Samira El Khafir poses outside her restaurant Modern Middle East at the Australian Islamic Museum in Melbourne. March 6th 2014
Samira El Khafir poses outside her restaurant Modern Middle East at the Australian Islamic Museum in Melbourne. March 6th 2014

MasterChef Australia finalist takes Middle Eastern food Down Under



Back in her home city of Melbourne, the Australian-Lebanese MasterChef finalist was recently tasked with preparing a multi-course menu for high-profile guests including UAE government officials and the treasurer of Australia, Joe Hockey.

The occasion was the opening of the Islamic Museum of Australia, part of which hosts El Khafir’s restaurant Modern Middle Eastern.

The banquet was essentially the eatery’s first day of business.

“It was pretty similar to the Dubai experience,” she explains. “That was a long day, and a few things didn’t go as I planned and I learnt a lot. The opening was much harder, it was such a big night and I didn’t want to mess it up.”

Judging by the success of the February 28 event, Modern Middle Eastern is set to become a favourite haunt for Melbourne foodies and MasterChef Australia fans.

El Khafir treated the high-powered guest list to a colourful spread featuring entrées including kataifi prawns with muhamaara sauce and dukkah crusted scallops with saffron aioli.

This was followed by mains featuring marinated chicken with couscous salad and lamb tajine with freekeh and pomegranate salad.

The dessert was a knock-out: a thick mud cake with chocolate mousse, smoked salted caramel and burnt orange zest.

The feast was a calling card showcasing El Khafir’s new culinary ethos of blending the traditional with the contemporary.

And El Khafir is relishing Modern Middle Eastern’s potential.

Tucked away at the back of the museum, the outdoor cafe boasts small mosaic tables overlooking a lush walking trail.

“After MasterChef, I am not interested in cooking traditional food anymore,” she says.

“Like the museum, I want it to be an adventure that is full of glamour and entertainment. This is where I am right now.”

To say that El Khafir’s life has changed since coming third in last year’s fifth season of MasterChef Australia is an understatement.

The quiet and intense figure of the first round emerged as a dynamic and feisty contestant. El Khafir admits the programme was self-­revelatory.

Her decision to enter the show last year was not so much driven by a chance to showcase her culinary skills, but as a way to heal herself from the dredges of postnatal ­depression. On air, however, El Khafir soon realised her pedigree as an exceptional cook of traditional Middle Eastern cuisine was not enough.

MasterChef judges – the chefs George Calombaris and Gary Mehigan plus the food critic Matt Preston – were looking for culinary discipline to complement El Khafir’s freewheeling style of home cooking.

“The biggest thing I probably learnt was how to prep,” El Khafir says.

“When working with George he would stress how important it was to keep it clean, to work hard and be organised, because that was the key to a great dish.”

MasterChef Australia’s combinations of Pressure Tests (where contestants are forced to recreate a signature dish) and Mystery Boxes (cooking something up with random ingredients) also forced El Khafir to ditch preconceived notions.

The end results were killer combinations – dishes such as spicy spatchcock accompanied by duck and couscous stuffing with saffron purée. There was also her mouthwatering modern baklava injected with the milk pudding ­mahalabia.

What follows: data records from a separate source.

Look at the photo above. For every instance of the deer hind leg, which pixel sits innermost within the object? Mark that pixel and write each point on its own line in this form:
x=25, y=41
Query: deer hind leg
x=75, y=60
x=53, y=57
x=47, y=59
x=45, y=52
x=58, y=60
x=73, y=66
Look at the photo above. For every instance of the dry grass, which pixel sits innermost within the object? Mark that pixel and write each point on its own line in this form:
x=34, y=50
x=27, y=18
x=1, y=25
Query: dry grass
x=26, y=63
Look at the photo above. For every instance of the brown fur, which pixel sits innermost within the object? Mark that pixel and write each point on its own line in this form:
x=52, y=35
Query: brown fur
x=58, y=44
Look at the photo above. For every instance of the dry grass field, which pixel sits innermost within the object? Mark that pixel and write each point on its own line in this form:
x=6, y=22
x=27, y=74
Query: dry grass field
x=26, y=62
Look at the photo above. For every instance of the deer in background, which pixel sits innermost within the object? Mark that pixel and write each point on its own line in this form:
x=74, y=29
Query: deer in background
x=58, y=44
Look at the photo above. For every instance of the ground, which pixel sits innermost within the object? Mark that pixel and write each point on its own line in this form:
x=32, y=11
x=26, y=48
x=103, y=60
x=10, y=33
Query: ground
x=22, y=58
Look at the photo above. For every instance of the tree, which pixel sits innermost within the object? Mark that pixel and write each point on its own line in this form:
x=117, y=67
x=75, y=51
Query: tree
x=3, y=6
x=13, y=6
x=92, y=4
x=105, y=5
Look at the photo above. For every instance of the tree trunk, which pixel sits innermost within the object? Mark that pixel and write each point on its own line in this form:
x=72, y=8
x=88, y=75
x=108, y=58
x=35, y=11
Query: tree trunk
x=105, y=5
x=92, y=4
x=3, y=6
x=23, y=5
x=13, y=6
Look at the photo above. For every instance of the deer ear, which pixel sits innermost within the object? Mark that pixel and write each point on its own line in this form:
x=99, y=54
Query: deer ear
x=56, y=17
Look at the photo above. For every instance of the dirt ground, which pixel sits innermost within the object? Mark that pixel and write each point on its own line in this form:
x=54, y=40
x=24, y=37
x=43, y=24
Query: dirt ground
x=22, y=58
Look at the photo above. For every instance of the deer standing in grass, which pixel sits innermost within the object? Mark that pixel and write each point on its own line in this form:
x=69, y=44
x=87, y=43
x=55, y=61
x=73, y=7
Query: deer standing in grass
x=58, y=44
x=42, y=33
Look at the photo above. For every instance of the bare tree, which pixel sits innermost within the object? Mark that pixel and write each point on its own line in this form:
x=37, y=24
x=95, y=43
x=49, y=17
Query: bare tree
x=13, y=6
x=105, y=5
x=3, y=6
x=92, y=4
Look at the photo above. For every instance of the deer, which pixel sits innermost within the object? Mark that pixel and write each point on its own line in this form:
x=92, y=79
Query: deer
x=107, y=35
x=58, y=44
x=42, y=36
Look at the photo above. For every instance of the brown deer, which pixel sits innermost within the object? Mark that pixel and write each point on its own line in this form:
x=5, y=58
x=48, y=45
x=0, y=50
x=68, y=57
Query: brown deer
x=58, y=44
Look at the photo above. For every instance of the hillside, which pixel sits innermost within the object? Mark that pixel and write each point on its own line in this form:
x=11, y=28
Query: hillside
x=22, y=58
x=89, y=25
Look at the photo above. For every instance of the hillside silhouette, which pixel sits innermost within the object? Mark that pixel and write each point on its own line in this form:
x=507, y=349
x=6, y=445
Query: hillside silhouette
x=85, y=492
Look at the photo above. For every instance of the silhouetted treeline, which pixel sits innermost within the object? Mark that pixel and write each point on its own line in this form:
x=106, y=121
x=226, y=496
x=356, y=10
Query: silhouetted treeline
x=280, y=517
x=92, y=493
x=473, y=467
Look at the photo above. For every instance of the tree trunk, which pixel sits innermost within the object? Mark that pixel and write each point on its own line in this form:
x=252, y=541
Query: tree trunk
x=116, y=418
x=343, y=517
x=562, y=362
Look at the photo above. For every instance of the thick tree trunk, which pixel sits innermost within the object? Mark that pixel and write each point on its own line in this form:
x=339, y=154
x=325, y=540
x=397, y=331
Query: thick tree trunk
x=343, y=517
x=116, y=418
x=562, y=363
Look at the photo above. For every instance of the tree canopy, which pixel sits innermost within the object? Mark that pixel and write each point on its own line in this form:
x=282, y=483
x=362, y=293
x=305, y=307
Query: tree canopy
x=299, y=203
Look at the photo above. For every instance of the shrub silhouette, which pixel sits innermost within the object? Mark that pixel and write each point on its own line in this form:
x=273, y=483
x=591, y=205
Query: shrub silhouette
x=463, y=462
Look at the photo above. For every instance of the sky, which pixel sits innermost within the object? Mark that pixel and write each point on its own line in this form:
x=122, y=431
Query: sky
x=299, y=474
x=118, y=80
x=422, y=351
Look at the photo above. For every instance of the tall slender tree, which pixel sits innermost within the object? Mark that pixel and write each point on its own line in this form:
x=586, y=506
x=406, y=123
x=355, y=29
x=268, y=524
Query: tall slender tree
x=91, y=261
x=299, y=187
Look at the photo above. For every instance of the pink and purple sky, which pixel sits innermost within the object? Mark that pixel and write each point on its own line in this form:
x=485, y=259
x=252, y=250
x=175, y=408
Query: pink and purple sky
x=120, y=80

Those dishes feature in Modern Middle Eastern, with a menu boasting some of El Khafir’s MasterChef winners and regional staples “with a modern twist”.

The restaurant doesn’t spell the end of El Khafir’s television adventures, however.

She is presently working on a self-funded pilot for a new cooking show where she prepares contemporary Middle Eastern dishes from various Australian locations.

“There will be an Arabic version which I hope to show for Middle Eastern networks,” she says. “The show basically gives you a tour of Australia through its people and markets, with me cooking from different locations. The English version will be posted online soon to see the reaction. It’s one of the many projects I am working on.”

The ‘Pork Episode’

She refers to it as the Pork Episode. Samira El Khafir describes the controversial MasterChef Australia challenge of preparing a pork dish as “cooking blind”. “I am a very competitive person so there was no way I was going to walk out,” she says. “Because of Ramadan I am used to cooking without tasting. But with pork it was hard because I had never seen it in my life and I never cooked with it. My dish was a disaster.”